In this article, we examine what out-of-sample data from the late 1800s says about the cross-section of stock returns.

The Cross Section of Stock Returns Before 1926 (and Beyond)

  • Baltussen, Guido, Van Vliet, Bart, and Van Vliet, Pim.
  • Working paper , 2022
  • A version of this paper can be found here
  • Want to read our summaries of academic finance papers? Check out our Academic Research Insight category

What are the Research Questions?

Several studies reveal variables that predict cross-sectional differences in stock returns but mainly rely on a sample of U.S. stocks, mostly covering the post-1963 period. These studies are often criticized for potential data mining issues since the database never changes, but “new” findings crop up all the time.

This paper studies the cross-section of U.S. stock returns using a novel constructed database of out-of-sample data from 1866-1926. This ‘pre-CRSP’ sample period is of about similar length as existing CRSP-based studies (61 years), and covers an economically important period independent of existing datasets.
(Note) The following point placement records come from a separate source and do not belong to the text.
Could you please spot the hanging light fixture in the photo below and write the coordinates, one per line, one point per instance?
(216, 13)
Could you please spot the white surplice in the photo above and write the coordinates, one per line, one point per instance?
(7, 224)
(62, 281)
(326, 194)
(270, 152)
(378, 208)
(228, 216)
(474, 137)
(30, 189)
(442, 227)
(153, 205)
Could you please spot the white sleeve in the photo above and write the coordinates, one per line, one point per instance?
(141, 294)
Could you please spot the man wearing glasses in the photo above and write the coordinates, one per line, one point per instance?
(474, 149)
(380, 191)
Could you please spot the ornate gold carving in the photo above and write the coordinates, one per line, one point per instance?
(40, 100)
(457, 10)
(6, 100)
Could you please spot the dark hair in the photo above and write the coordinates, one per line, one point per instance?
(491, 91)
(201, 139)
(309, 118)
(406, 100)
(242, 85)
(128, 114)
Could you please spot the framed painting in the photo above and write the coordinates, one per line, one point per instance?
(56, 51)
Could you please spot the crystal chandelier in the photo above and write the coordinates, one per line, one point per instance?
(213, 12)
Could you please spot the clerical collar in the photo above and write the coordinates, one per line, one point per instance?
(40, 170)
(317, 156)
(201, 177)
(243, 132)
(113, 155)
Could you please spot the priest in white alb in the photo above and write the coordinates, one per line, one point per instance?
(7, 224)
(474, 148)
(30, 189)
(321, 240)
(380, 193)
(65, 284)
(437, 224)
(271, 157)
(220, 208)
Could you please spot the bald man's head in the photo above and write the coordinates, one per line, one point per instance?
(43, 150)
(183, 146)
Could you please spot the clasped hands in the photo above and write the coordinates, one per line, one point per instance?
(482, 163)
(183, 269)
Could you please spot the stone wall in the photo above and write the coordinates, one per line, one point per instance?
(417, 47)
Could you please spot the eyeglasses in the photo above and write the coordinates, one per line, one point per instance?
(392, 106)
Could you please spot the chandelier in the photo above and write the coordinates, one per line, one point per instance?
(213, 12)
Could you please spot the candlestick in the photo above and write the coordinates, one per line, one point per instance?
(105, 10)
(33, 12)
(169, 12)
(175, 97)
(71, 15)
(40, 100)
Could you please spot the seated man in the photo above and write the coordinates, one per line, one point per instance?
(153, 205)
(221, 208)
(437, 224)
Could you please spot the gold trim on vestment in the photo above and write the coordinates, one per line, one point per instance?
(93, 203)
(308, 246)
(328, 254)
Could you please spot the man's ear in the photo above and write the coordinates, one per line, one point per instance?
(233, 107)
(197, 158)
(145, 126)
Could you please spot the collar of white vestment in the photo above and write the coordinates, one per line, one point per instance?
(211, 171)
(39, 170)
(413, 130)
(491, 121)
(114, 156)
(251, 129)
This large new set provides new grounds for independent tests to understand stock prices and drivers of return better.

What are the Academic Insights?

The authors find:

  1. In line with Black, Jensen and Scholes, and Fama-MacBeth we find that market beta is not priced in the cross-section, and the CAPM, on average fails to explain asset prices: low-beta stocks have positive alpha and high-beta stocks have negative alpha over the 1866-1926 sample
  2. Size has no significant slope in Fama-MacBeth regression and no significant return spread in portfolio sorts
  3. Short-term reversal is only significant in Fama-MacBeth regression tests
  4. Price momentum and dividend yield carry significant cross-sectional premiums or return spreads
  5. Combined, the six stock characteristics can explain 28% of the variation in stock returns

Why does it matter?

This study serves two main contributions: 1) the creation of a novel database covering 61-years including the major stocks traded on the U.S. exchanges during the second half of the 19th and early 20th century; 2) the examination of the cross-section of stock returns out-of-sample in a robust and rigorous way. Overall, findings on stock factors are largely similar over the pre-1926 and post-1926 era’s.
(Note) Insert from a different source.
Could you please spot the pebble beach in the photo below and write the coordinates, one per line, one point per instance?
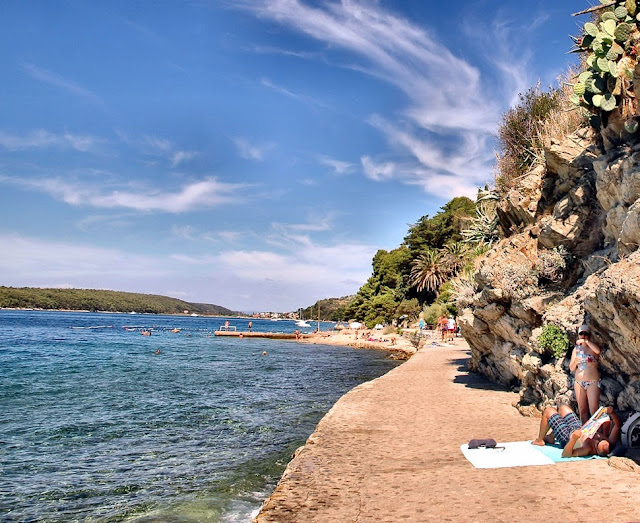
(389, 450)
The Most Important Chart from the Paper:

The results are hypothetical results and are NOT an indicator of future results and do NOT represent returns that any investor actually attained.  Indexes are unmanaged and do not reflect management or trading fees, and one cannot invest directly in an index.


We study the cross-section of stock returns using a novel constructed database of U.S. stocks covering 61 years of additional and independent data. Our database contains data on stock prices, dividends and hand-collected market capitalizations for 1,488 major stocks between 1866-1926. Results over this ‘pre-CRSP’ era reveal a flat relation between market beta and returns, an insignificant size premium, and significant momentum, value, and low-risk premiums that are of similar size as over the post-1926 period. Overall, stock characteristics can explain over 25% of variation in stock returns. Further, recent machine learning methods are successful in predicting cross-sectional returns out-of-sample. These results show strong out-of-sample robustness of traditional factor models and novel machine learning methods.